Türk kâğıt oyma sanatının başlangıcı, 5.yy.da Çin'in batısında da yerleşik Orta Asya'da kâğıt ve bilhassa deri oymalar halinde görülmüştür. Aslında kâğıt oymanın başlangıç tarihlerine göz atacak olursak, milâttan önceki yıllarda yaşayan insanlar ölenlere eşlik etsin diye kâğıttan oymalar yapmışlardır. Bu gelenek milâttan sonraki 200'lü yıllara kadar devam etmiştir. Aynı tarihlerde Çin ülkesinde ve daha sonraki tarihlerde Japonya'da da kâğıt oymalar yapılmaktaydı. İç göç nedeniyle Orta Asya'dan ayrılan Türkler Afganistan'dan Akdeniz kıyılarına kadar olan sahada yerleşim alanı bulmuşlar ve burada deri ve kâğıttan oymalar yapmışlardır. Bilhassa cilt içi deri oymaları ile ünlenmişlerdir. Abdullah Kaatı' Herevi adlı bir sanatçı,15.yy.da son Timurlu hükümdarı Hüseyin Baykara himayesinde nadide kâğıt oymalar yaparak bu hususta haklı bir üne kavuşmuş ve bazı talebeler yetiştirmiştir. 15.yy ortalarına doğru, ganimetler yoluyla İstanbul'a getirilen bu sanatçılar ve eserleri, katı' sanatının tekamülüne zemin hazırlamıştır.

 Fatih Sultan Mehmet'in İstanbul'u fethinden sonra Topkapı Sarayı'nda kurdurduğu Saray Nakışhanesi'nde harika kâğıt ve deri oyma örnekler yapılmıştır. Aynı zamanda saray dışında kurulan atölyelerde de albümler içinde minyatürlerin yanı sıra katı' oymalara yer verilmiştir. Çarşı ressamları olarak adlandırılan sanatkarlar tarafından bu atölyelerde yapılan albümleri satın alanlar arasında Alman imparatoru II.Rudolph ve bazı iş adamları da vardır. Ülkemizden satın aldıkları albümleri ülkelerine götürmeleri sayesinde katı' sanatı oralarda da sevilmeye ve icra edilmeye başlamıştır.

 Dünya üzerinde bu sanatı icra eden farklı ülkeler mevcut, onların konumunu ve Türkiye ile kıyasladığımızda aradaki farkı nasıl açıklarsınız?

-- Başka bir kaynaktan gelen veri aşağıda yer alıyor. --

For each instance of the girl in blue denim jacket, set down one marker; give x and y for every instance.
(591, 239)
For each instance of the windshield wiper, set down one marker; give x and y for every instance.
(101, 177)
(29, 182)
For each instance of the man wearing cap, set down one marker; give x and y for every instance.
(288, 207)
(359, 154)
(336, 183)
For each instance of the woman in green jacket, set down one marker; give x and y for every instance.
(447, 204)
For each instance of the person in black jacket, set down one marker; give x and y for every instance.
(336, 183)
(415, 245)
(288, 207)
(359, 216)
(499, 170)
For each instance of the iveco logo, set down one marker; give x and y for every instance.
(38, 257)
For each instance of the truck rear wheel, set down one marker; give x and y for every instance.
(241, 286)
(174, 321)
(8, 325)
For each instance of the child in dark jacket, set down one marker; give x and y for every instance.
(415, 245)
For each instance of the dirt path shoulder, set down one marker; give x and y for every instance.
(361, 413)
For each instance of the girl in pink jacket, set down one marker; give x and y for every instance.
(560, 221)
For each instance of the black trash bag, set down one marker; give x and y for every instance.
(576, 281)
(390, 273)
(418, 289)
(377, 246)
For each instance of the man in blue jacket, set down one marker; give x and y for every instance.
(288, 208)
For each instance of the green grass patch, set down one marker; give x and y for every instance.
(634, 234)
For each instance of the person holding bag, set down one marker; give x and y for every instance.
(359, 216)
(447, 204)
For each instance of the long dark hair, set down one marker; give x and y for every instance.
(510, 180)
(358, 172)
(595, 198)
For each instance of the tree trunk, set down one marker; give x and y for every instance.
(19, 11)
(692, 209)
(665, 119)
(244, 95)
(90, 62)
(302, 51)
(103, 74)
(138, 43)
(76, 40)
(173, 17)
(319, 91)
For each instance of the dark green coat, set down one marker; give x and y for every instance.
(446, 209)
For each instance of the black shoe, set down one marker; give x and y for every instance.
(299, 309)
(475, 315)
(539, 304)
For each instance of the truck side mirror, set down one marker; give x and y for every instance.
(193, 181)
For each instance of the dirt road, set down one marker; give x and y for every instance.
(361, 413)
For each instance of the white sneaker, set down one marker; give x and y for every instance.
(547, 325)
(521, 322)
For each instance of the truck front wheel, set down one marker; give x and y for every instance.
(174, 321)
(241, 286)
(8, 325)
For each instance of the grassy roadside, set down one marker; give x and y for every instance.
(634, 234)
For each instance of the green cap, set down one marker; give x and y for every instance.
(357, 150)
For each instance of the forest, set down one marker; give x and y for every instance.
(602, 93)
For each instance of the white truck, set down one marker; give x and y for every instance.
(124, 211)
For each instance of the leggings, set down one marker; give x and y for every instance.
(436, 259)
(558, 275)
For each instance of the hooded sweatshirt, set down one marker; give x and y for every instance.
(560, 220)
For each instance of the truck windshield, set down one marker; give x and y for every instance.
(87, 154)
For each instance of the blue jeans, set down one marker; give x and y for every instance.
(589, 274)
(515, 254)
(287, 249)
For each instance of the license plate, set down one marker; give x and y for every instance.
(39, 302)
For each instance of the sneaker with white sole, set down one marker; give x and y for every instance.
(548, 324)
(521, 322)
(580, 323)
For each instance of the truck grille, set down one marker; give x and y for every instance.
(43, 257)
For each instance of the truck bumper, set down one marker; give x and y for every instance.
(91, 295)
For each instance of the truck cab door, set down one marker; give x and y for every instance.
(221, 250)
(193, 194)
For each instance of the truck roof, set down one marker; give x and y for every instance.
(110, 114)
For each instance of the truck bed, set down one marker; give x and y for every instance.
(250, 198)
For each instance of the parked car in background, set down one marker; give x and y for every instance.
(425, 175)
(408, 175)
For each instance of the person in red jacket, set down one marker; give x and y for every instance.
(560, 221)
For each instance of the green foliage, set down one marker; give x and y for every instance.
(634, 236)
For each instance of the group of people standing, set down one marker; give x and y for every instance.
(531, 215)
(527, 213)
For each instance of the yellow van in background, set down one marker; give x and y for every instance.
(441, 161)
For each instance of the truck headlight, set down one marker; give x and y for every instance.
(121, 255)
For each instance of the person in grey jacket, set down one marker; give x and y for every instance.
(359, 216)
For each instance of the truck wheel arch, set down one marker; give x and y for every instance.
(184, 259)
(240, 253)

 Sanatın Avrupa'da yaygınlaşmasında ve başlamasında Türk sanatçılarının yaptığı albümlerin önemli bir katkısı olmuştur. Şu noktayı ehemmiyetle tebarüz ettirmek gerekir ki bu albümlerden ilham alarak, ülkeler kendi yaşantılarını tasvir eden tasarımları ile silhouette (gölge resim) adı altında yalın kat çalışmalar yapmışlar ve her ülke yaptıkları kâğıt oymalara kendi lisanlarınca isim vermişlerdir. Polonya'da: Wycinaki, Fransa'da: L'art de la Silhouette, Almanya'da: Silhouettenkunst, İsveç ve İsviçre'de: Scherenschnitt, İngiltere'de: Paper-cut  gibi. 18.yy.da da Avrupalı sanatçıların Amerika'ya ilticası nedeniyle oradaki eyaletlerde de kâğıt oymalar yapılmıştır. Günümüzde kâğıt oyma çalışmalarına daha değişik formlarda devam etmektedirler, hatta Avrupa ve Amerika'nın bazı bölgelerinde kolaylık açısından, el kesimi yerine lazer kesimini tercih etmektedirler.

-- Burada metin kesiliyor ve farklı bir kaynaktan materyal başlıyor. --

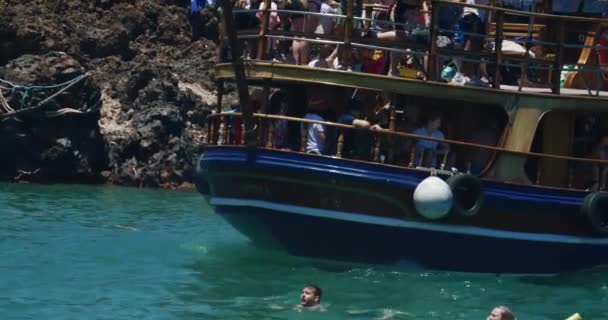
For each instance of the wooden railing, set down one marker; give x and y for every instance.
(460, 155)
(550, 64)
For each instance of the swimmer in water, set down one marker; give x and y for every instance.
(310, 298)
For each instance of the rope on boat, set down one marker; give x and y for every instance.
(66, 85)
(14, 86)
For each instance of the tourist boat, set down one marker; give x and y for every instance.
(528, 208)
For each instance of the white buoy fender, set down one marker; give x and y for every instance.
(433, 198)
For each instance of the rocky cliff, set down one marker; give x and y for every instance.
(132, 91)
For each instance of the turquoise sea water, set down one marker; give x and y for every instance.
(71, 252)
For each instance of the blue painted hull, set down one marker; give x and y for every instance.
(352, 241)
(345, 210)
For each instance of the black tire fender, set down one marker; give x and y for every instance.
(595, 210)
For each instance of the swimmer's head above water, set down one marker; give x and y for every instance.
(310, 296)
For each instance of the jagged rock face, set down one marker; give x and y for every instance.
(153, 83)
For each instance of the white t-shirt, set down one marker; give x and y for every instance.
(314, 143)
(481, 13)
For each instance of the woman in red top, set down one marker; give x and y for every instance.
(602, 53)
(413, 13)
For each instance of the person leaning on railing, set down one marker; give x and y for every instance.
(306, 24)
(600, 172)
(468, 36)
(428, 148)
(409, 21)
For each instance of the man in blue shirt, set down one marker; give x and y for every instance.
(428, 147)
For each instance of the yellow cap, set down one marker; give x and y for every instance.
(575, 316)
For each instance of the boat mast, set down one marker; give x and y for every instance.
(239, 72)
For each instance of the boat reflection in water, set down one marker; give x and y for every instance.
(513, 184)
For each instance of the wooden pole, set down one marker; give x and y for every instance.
(559, 57)
(264, 30)
(348, 31)
(498, 37)
(432, 61)
(239, 72)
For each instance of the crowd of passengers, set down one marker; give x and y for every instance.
(406, 21)
(371, 112)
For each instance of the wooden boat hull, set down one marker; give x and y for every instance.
(347, 210)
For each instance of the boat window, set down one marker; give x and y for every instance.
(571, 134)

Avrupa, Amerika ve Uzakdoğu'da yapılan kâğıt oymaların Türk topraklarında yapılan kâğıt oymalar ile gerek teknik, gerek tasarım, gerekse isim açısından herhangi bir benzerliği yoktur. Dış ülkeler koyu renk yalın kat kâğıtlar üzerine tasarımlarını oyarken, Türk sanatçıları renkli kâğıtlarla hem yalın kat hem de 15-16 katlı stilize edilmiş çiçek ve ağaç tasvirleri oymuşlardır. Oymaları çeşitli objeler üzerinde uygulamışlar, dolayısıyla bu sanatı bazen cilt üzerinde deri oyma olarak, bazen hattatların kullandıkları yazı çekmecelerinde manzara olarak, bazen de murakka kıt'alarda hat olarak görmek mümkündür. Anlaşılacağı üzere çeşitlilik arz eden bir sanattır ve yapıştırma tekniği de uygulanır. Avrupa, Uzakdoğu ve Amerika'da yapılanlarda yapıştırma tekniği kullanılmadığı gibi, tek veya iki renkli kâğıtlar üzerine kendi yaşantılarını tasvir eden tasarımlar çizerek oymuşlardır.